My parents and I weren’t close. In fact, we hadn’t spoken since my birthday four months ago when they made their dutiful call. We probably wouldn’t speak again until Christmas when I made my dutiful call. There was no way I could drag them into this, but could I stay at my place where anyone could easily check HR records for my address?

My apartment wasn’t ritzy or anything, far from it. But it was in a relatively safe neighborhood and I knew the people who lived around me by sight at least. There was a gate that opened with a code but as I drove through it that afternoon it seemed awfully flimsy. And people were notoriously lazy, scooting in behind someone else before it shut again.

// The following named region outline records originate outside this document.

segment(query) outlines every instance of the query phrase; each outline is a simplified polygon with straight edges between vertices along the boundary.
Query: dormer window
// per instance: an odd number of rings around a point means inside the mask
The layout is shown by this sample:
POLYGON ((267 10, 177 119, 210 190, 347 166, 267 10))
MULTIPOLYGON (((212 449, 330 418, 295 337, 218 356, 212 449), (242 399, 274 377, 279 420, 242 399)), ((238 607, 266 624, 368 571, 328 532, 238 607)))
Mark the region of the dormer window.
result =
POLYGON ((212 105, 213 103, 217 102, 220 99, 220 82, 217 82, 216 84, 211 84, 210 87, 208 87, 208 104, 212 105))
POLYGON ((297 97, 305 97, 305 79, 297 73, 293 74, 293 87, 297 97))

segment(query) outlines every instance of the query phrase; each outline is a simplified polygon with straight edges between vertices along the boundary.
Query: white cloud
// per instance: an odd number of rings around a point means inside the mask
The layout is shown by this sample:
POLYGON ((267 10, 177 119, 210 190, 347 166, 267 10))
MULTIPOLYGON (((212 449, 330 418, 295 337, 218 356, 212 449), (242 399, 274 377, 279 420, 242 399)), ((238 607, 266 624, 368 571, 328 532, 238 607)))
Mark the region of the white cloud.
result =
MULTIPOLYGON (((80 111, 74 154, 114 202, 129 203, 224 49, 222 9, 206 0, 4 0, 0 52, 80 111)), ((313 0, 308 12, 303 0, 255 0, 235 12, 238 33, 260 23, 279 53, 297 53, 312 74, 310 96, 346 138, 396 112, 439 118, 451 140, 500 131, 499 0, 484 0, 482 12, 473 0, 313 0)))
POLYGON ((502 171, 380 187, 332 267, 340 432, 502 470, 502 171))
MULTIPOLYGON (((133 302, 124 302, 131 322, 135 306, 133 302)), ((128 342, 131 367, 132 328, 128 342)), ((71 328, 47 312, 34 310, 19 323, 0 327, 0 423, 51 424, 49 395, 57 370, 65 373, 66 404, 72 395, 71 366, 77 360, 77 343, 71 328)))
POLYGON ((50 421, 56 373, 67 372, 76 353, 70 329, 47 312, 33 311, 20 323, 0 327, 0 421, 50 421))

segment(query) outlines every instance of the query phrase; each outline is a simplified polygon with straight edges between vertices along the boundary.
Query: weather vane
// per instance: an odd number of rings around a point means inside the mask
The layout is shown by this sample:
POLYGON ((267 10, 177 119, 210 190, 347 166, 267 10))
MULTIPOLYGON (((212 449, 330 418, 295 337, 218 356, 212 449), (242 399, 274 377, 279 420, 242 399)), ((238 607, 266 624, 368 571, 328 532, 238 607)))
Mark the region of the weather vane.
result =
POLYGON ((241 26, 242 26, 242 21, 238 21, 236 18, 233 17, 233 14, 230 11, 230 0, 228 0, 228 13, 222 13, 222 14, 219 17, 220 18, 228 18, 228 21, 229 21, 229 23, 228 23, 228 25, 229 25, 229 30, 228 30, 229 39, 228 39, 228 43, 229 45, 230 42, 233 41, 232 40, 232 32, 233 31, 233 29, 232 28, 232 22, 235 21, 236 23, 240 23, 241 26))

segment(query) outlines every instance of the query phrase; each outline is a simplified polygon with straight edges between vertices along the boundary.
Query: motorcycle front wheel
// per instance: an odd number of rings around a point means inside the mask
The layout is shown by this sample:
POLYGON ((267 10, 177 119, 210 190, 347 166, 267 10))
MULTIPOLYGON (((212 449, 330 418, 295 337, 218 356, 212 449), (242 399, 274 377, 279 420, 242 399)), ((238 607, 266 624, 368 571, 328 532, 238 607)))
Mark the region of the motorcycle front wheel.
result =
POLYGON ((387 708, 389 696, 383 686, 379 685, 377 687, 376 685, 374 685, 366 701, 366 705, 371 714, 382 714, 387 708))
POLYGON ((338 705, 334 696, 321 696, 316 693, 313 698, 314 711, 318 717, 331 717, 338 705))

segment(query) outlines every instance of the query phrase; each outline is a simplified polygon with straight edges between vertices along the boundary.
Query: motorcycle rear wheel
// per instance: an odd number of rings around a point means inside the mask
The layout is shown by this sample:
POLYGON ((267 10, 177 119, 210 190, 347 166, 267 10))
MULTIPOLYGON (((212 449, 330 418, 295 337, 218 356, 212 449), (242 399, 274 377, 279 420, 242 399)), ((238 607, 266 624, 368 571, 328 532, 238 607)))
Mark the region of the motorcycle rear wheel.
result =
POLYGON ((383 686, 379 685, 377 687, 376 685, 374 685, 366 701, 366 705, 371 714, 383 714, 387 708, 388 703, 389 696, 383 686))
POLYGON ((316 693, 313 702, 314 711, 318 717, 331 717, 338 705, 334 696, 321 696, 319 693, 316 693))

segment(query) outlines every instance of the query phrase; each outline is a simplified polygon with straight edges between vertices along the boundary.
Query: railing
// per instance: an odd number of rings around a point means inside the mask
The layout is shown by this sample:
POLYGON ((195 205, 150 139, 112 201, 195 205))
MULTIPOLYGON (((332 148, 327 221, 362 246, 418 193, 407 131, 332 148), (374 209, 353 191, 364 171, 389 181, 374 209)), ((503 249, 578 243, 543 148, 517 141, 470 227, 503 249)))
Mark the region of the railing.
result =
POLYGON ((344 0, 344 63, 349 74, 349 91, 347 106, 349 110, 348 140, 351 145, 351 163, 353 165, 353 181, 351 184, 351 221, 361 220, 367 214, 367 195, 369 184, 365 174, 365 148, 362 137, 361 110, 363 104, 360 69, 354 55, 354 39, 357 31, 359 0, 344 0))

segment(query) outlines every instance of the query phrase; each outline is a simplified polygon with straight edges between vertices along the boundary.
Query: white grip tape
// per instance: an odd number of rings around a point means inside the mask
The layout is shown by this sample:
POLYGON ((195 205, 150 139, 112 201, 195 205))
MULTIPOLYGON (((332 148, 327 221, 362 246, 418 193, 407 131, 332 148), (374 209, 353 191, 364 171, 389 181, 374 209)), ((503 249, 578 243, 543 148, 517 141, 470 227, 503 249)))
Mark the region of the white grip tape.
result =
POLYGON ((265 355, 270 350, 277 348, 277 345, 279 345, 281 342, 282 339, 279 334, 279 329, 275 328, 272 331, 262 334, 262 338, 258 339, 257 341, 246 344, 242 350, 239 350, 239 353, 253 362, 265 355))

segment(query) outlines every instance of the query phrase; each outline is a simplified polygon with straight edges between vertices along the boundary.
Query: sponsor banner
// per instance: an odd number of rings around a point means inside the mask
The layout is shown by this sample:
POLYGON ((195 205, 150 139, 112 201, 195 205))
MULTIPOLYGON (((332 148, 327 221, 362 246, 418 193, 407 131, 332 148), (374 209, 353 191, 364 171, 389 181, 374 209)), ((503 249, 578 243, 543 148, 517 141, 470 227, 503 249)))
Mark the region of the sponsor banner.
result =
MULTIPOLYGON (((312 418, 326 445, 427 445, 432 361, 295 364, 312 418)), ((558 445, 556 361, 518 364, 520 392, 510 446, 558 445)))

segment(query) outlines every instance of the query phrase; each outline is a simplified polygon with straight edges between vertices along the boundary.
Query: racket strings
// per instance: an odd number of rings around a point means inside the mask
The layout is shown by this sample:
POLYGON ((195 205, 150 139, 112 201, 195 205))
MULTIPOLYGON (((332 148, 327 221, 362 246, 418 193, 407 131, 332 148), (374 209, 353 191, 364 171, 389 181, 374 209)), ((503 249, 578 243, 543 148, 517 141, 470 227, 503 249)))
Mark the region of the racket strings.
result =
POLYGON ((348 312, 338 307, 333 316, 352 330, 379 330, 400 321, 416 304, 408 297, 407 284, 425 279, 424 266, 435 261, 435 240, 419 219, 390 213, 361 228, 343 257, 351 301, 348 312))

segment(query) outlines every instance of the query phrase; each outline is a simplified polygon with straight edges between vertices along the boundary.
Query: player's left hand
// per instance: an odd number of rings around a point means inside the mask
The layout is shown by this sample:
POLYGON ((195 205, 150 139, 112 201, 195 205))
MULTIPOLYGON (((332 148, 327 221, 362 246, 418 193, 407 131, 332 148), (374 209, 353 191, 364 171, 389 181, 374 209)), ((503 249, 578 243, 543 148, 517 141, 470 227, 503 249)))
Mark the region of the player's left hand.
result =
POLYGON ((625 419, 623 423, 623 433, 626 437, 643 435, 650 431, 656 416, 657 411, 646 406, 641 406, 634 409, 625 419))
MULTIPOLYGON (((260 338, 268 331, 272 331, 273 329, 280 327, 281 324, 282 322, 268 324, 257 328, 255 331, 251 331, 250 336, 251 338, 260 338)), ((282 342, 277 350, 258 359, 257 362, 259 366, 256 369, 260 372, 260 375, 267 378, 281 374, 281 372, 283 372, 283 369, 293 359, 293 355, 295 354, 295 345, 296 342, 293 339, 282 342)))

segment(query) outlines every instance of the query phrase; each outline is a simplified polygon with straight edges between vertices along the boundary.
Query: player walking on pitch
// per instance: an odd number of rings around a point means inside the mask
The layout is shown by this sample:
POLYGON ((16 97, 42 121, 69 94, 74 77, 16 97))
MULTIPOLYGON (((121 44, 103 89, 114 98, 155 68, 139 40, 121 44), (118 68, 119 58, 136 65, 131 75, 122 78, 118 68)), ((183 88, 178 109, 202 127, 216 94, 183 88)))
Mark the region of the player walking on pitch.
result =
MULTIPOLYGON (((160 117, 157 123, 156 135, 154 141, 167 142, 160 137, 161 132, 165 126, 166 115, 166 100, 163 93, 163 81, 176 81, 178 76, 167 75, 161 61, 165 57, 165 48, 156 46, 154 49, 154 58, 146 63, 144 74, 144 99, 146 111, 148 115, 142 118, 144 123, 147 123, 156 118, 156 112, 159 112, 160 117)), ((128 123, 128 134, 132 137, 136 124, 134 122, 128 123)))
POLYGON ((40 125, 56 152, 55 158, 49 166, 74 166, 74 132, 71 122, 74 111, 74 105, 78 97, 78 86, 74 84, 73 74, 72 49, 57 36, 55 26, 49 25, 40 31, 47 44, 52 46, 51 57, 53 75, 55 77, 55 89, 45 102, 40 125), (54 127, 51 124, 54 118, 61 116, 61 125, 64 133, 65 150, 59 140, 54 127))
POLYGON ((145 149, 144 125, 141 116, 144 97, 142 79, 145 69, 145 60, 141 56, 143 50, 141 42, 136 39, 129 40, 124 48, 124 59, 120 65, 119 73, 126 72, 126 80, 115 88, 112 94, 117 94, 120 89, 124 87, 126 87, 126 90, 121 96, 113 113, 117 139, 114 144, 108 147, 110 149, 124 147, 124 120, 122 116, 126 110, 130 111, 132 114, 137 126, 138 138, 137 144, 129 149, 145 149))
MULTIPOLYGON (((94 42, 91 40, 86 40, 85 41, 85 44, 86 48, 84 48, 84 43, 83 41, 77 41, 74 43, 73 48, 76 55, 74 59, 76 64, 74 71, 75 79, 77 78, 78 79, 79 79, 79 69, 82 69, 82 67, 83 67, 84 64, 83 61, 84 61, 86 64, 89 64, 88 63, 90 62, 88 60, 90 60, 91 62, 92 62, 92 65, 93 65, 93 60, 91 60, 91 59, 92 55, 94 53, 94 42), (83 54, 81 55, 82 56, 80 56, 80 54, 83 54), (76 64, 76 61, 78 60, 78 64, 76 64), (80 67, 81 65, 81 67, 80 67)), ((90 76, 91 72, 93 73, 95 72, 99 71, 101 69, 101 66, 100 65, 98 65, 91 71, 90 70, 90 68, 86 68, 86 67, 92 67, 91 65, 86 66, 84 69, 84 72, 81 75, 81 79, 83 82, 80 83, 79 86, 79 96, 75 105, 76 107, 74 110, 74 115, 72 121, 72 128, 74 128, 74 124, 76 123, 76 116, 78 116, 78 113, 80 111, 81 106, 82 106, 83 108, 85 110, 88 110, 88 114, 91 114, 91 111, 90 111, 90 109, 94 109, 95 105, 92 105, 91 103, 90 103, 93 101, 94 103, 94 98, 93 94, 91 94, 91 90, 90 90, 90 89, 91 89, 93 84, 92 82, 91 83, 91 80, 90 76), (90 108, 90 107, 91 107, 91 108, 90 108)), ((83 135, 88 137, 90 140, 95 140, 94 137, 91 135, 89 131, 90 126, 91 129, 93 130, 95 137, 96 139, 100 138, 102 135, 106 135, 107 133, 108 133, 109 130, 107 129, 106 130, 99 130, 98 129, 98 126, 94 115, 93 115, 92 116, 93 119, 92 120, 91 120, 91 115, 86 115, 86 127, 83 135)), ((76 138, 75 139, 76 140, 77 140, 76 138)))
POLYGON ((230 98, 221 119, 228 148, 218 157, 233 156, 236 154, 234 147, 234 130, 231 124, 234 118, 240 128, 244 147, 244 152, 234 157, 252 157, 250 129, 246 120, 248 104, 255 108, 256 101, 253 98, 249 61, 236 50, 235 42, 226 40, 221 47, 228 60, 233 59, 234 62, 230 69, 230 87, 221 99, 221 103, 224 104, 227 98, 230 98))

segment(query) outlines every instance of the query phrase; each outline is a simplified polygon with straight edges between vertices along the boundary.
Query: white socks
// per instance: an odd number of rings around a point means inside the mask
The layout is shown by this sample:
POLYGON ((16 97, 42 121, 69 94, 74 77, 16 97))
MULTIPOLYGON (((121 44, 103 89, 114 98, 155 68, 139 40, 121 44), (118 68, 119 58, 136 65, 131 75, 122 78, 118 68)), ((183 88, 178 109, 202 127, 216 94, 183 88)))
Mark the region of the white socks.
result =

Once I was inside I pulled all the blinds and paced around in the gloom, not sure what to do but definitely not feeling safe or secure. I was so worked up, the ordinary sounds of a delivery person on the walkway outside made my heart jump and I imagined I’d hear ruthless pounding on the door at any second.

My phone rang and I jumped out of my skin, inching toward where it lay on the kitchen table like it was a dangerous animal. I expected to see Erica’s number or someone else from Axon and sank into a chair with relief when it was only my best friend Marlowe.

When I answered, she sounded even more upset than I felt. “I have the hugest favor to ask of you,” she said breathlessly. “Do you have any vacation time at all? Sick time? Any way you can take some time off?”

I couldn’t laugh despite somehow finding myself with all the time in the world. Even if I wasn’t already fired, there was a nonzero chance I was now on that list waiting for my checkmark. Nothing could get me back in the Axon building again.

“What’s going on?” I asked. I wasn’t going to share any of this with Marlowe and risk putting her in danger, too.

“One of my girls got meningitis and is in the hospital,” she said. “I need an emergency replacement and it’s kind of a big job, out of town.”

Marlowe ran an elite nanny agency in Beverly Hills. She started it with her sister, both of them babysitting for families inposh neighborhoods for years, building up enough of a clientele to need to start outsourcing. Eventually she gained such a reputation that she was booking jobs months in advance and one of the families she’d been working for since tenth grade invested the seed money to open her agency. I was one of her employees on and off during high school and college. I loved kids and it was usually pretty easy money, eat a pizza, watch a movie, maybe play a few games and then put the kids to bed.